Por outro lado, Locatelli (2007), em estudo sobre orientação espacial no campus da Universidade Federal de Santa Maria/RS de implantação modernista, identificou que a maioria dos respondentes (universitários) consideram o deslocamento interno do campus fácil ou muito fácil (76% - 133 de 175).
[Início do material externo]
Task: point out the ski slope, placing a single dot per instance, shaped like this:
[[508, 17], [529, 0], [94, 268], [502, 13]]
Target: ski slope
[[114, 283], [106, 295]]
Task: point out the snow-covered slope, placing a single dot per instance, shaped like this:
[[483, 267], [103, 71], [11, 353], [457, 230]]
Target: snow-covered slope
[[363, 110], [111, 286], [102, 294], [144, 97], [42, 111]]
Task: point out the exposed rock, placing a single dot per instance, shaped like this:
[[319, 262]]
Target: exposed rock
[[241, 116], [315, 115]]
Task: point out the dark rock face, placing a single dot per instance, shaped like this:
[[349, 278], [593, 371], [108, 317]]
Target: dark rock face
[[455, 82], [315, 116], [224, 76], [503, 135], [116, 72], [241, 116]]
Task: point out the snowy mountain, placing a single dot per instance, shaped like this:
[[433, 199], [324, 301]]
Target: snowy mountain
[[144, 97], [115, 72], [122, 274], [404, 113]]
Contudo, os universitários que participaram da pesquisa são aqueles que possuem maior familiaridade com o campus, o que pode justificar o fato de terem considerado a orientação espacial uma tarefa fácil. Desta forma, verifica-se a contradição de resultados e a necessidade de aprofundamento através de um estudo comparativo detalhado que considere tanto as características físico-espaciais que interferem na orientação como o grau de familiaridade dos usuários com o espaço. Ainda, a partir da síntese dos estudos realizados no Brasil (Tabela 2.1) observa-se que ainda há espaço para discussão e aprofundamento acerca dos aspectos que influenciam na navegação, especialmente no contexto brasileiro e em campi universitários.

Ademais, argumentações favoráveis ao desenho urbano modernista carecem de evidências que justifiquem sua implantação; muitas vezes recorre-se ao argumento das vantagens estéticas e espaços verdes amplos. Por exemplo, Bonduki (2004) comenta sobre o Conjunto Residencial da Baixada do Carmo, em São Paulo, o qual não foi construído em sua totalidade, que “trata-se de um projeto marcado pela austeridade na ornamentação, pureza das formas, racionalidade da implantação e, por outro lado, riqueza nos espaços públicos. Lamentavelmente, apenas os blocos de quatro andares foram edificados” (BONDUKI, 2004, p.185). No entanto, nada é mencionado sobre o desempenho do conjunto habitacional para seus usuários quanto à orientação espacial, dentre outros aspectos importantes como uso dos espaços e segurança. García (2009) elabora uma análise dos conjuntos habitacionais modernos construídos na América Latina entre 1950 e 1965, cujos critérios de projeto adotados rementem ao urbanismo moderno. Porém, não são considerados os impactos de tais conjuntos quanto à percepção dos seus usuários, especificamente quanto ao acesso às edificações.

Ainda são encontrados projetos urbanísticos que reproduzem a lógica espacial preconizada pelo urbanismo moderno, e que, a princípio, tendem a dificultar a orientação espacial dos usuários, por exemplo: conjuntos habitacionais, campi universitários, e áreas com alojamentos para atletas em eventos esportivos internacionais tais como Jogos Pan-Americanos e Olimpíadas. Logo, são necessários novos estudos que reforcem o impacto gerado pelo desenho urbano modernista, em comparação ao desenho urbano tradicional, na orientação espacial dos usuários de tais áreas. Assim, para medir tal impacto, o presente trabalho trata da avaliação dos níveis de facilidade de orientação espacial para acesso aos prédios no Campus do Vale (desenho urbano modernista) e no Campus Centro (desenho urbano tradicional) da Universidade Federal do Rio Grande do Sul (UFRGS) em Porto Alegre. A seguir, serão abordadas as variáveis contextuais (atributos arquitetônicos e de implantação) e composicionais (características dos indivíduos) que influenciam na orientação espacial e especificadas aquelas que farão parte desta investigação.